Next, the CPU 10 obtains the critical frequency fC based on the impedance trajectory obtained by the operation of the impedance trajectory calculation subprogram according to the control of the critical frequency calculation subprogram. That is, the frequency of the data before and after the peak of the arc of the impedance locus (FIG. 10) is obtained, and is obtained from the ratio away from the vertex of each data. Next, according to the intracellular fluid resistance calculation subprogram, the CPU 10 calculates the intracellular fluid resistance based on both impedances obtained by the impedance determination subprogram at the time of frequency 0 and the impedance determination subprogram at the time of frequency infinite.
[0050]
(A) In body moisture distribution measurement mode
Next, proceeding to step SP12, the CPU 10 looks at a mode setting flag (not shown) and checks whether the current mode is the body moisture distribution measurement mode or the body fat measurement mode.
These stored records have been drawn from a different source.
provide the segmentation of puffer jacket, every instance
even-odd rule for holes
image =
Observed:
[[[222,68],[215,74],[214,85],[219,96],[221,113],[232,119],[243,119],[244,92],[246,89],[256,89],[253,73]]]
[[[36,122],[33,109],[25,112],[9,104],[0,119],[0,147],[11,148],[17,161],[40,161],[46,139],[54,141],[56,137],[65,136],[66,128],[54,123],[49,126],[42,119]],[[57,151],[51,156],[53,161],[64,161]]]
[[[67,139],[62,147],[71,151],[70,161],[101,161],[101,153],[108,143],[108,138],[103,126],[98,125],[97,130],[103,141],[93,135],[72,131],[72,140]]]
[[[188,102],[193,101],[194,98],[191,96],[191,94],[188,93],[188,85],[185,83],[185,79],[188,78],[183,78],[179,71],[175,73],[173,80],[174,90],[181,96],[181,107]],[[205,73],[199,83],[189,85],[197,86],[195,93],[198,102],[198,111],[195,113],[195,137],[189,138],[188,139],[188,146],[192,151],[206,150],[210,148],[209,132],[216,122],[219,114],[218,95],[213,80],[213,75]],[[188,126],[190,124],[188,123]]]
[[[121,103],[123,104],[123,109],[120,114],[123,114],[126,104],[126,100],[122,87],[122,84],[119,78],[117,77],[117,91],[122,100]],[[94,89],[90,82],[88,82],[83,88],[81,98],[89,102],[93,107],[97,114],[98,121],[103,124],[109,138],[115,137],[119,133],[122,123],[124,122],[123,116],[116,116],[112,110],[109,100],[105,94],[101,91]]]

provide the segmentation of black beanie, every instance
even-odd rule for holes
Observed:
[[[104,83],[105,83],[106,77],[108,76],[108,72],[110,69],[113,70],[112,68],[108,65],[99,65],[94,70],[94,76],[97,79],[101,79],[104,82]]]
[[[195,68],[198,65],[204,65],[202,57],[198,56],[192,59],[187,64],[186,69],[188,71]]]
Now, since the body moisture distribution measurement mode is set by the operator (or the subject himself / herself), the CPU 10 proceeds to step SP13, and first uses the equation (1) under the control of the water removal amount estimation subprogram. The process of estimating the water removal amount uf to be set by the subject is executed. Next, the CPU 10 executes a process of estimating the extracellular fluid volume Ve of the subject using the equation (6) under the control of the extracellular fluid volume estimation subprogram, and then controls the intracellular fluid volume estimation subprogram. Thus, the process of estimating the intracellular fluid volume Vi of the subject is executed using the equation (7). Further, the CPU 10 executes processing for estimating the body fluid amount TBW of the subject using the equation (8) under the control of the body fluid amount estimation subprogram.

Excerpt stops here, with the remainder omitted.